A disability organisation plagiarised my article. This is the second disability organisation in two weeks to steal that article (it was the article about disability and fashion) – and the third time a disability organisation has taken my work. (And it’s happened to my friends too.) While there was a link to Daily Life below the text, there was no link to my blog and the format of the article made it look like I had written for that organisation.
Generally my editor takes care of plagiarism but this time I called the organisation. The organisation was surprised to hear from me and the woman on the phone didn’t know what to say.
I told the woman that by taking my work without permission or proper credit or payment, it’s devaluing my writing. It’s devaluing the disability community.
I said that I spend many hours writing quality work outside of my day job (most unpaid) and while I love my work being shared, I don’t love it being shared inappropriately and not being compensated for it. And I added that if this is happening with my writing, I’m sure it’s happening to other writers.
I talked about copyright law and suggested that if the organisation wants to link back to articles they like, they include a short quote from it with a clear link to the original source.
The woman was very apologetic (she didn’t know this was happening and thought they complied with copyright law well) and will review all website content and remove my article. She said the plagiarism goes against everything the organisation stands for. And she was incredibly embarrassed. (She also told me she is an avid follower of my work and said she was a little ‘starstruck’ to hear from me in person!)

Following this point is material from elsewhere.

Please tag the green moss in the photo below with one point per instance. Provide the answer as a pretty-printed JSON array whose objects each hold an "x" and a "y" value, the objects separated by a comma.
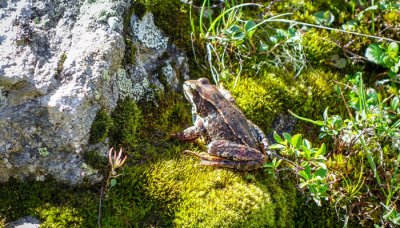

I understand in all cases the intent was not malicious but generous. The intent was to share with its members and the disability community, and to increase accessibility of the articles. That’s great – but I’d hope original content is shared within copyright guidelines, and not replicated in full. Replication of original content can decrease the author’s Google ranking. And a higher ranking (on any site) ain’t going to pay the bills!
That phone call felt so empowering. Yes, I could have let my wonderful editor deal with it, but I took ownership and I feel like I am singing Katy Perry’s Roar.
If it was a student or for-profit company who plagiarised my work, I would have been angry. But for a disability organisation doing this – an organisation advocating for the rights of people with disabilities – makes me sad. And I know that plagiarism happens for many writers, but in this case, it’s the principle that people with disabilities shouldn’t be expected to write for free.
This misappropriation of disabled writers’ work perpetuates the idea we should be grateful for exposure. It’s expecting us to work for free, and assuming we won’t speak up. It’s using lived experience freely for someone else’s gain. It’s taking advantage. The very thing that a disability organisation helps protect people from.